Perhaps I should rephrase the question like this: How many drive-by viruses have been discovered in the past couple of years for Firefox, Chrome, and the Flash plugin?

  • 2
    Short answer: Yes.
    – C. Ross
    Jul 30, 2012 at 17:47
  • Just Flash plugin? By default all those browsers you listed (for that matter all major browsers) come with JavaScript enabled.
    – Celeritas
    Jul 30, 2012 at 21:23

2 Answers 2


You can lookup vulnerabilities at http://cve.mitre.org/. "CVE is a dictionary of publicly known information security vulnerabilities and exposures."

A rough search of:

  • Firefox, returns 888
  • Chrome, returns 729
  • Flash, returns 371

Further filtering of the severity of these would need to be done, but this gives an upper bound of found vulnerabilities.

http://web.nvd.nist.gov/view/vuln/search allows for the filtering based off of time period, with only CVE checkbox selected, searches of 3 years, and 3 months gives the following respectively:

  • Firefox, returns 391, 64
  • Chrome, returns 653, 80
  • Flash, returns 227, 16
  • Thank you very much. A quick search of that site has been the best convincer.
    – Startup1
    Jul 30, 2012 at 17:56
  • 1
    This makes clear that it is possible, but it answer the question of how many viruses have been discovered.
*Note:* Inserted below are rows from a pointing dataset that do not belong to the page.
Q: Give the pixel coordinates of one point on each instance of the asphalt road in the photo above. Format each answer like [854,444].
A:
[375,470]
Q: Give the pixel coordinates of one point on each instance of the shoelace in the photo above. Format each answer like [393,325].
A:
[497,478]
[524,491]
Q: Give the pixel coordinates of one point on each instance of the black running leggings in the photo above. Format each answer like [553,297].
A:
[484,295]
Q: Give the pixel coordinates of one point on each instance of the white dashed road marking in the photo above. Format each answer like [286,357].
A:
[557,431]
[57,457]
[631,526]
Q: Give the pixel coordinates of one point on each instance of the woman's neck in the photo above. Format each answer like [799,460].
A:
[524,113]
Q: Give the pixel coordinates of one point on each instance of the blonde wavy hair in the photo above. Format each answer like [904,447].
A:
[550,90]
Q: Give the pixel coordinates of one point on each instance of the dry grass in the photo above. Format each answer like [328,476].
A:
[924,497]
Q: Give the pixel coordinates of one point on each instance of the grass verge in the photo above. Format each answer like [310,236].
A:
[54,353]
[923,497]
Those databases count the number of vulnerabilities, not the number of viruses/malware that exploit one of those vulnerabilities.
    – D.W.
    Jul 1, 2014 at 16:28

Yes, this is one hundred percent possible:

  • Browsers are huge programs, containing script engines, markup parsers, rendering engines and even audio / video codecs. Any of these parts could have a vulnerability, which might be exploited.
  • Browers run JavaScript, which is a Turing-complete language, making it nearly impossible to analyse what it is doing ahead of time. There's a near infinite number of ways to express the same code. Obfuscation via eval makes this even harder. This also means it's ideal for dropping payloads.
  • Certain browsers also allow alternative script types, such as VB Script. This can open up futher security holes.
  • Flash is a semi-privileged plugin, which has access to some files on your system. Searching for "flash malware" on Google returns ~54 million results. The CVE database shows around 1200 unique Flash vulnerabilities.
  • You might be convinced into downloading a document (e.g. PDF) that represents an exploit against a 3rd party vulnerability. This is often used in email, where executables and scripts are usually blocked.
  • Browsers often have markup (e.g. the object tag) that is used for certain plugins. Sometimes you don't even have to have installed or enabled a plugin for it to be a security vulnerability - look at how IE6 handles ActiveX for example.
  • You might drop some personal information into a website, which is later used for a spearphishing attack, resulting in infection.
  • You don't even have to have a vulnerable browser. Accessing a website could add your IP address to a list of targets to scan, which might result in you getting infected via a remote code execution vulnerability.
  • An attacker could use HTML5 to turn your browser into a botnet zombie, without actually infecting your machine. Send your thanks to Bob McArdle for the great presentation on that one, by the way!

As Phillip said in his answer, you can read up on vulnerabilities in the CVE database, which you can search at NVD. You could also search sites like OSVDB, exploits-db and packetstorm.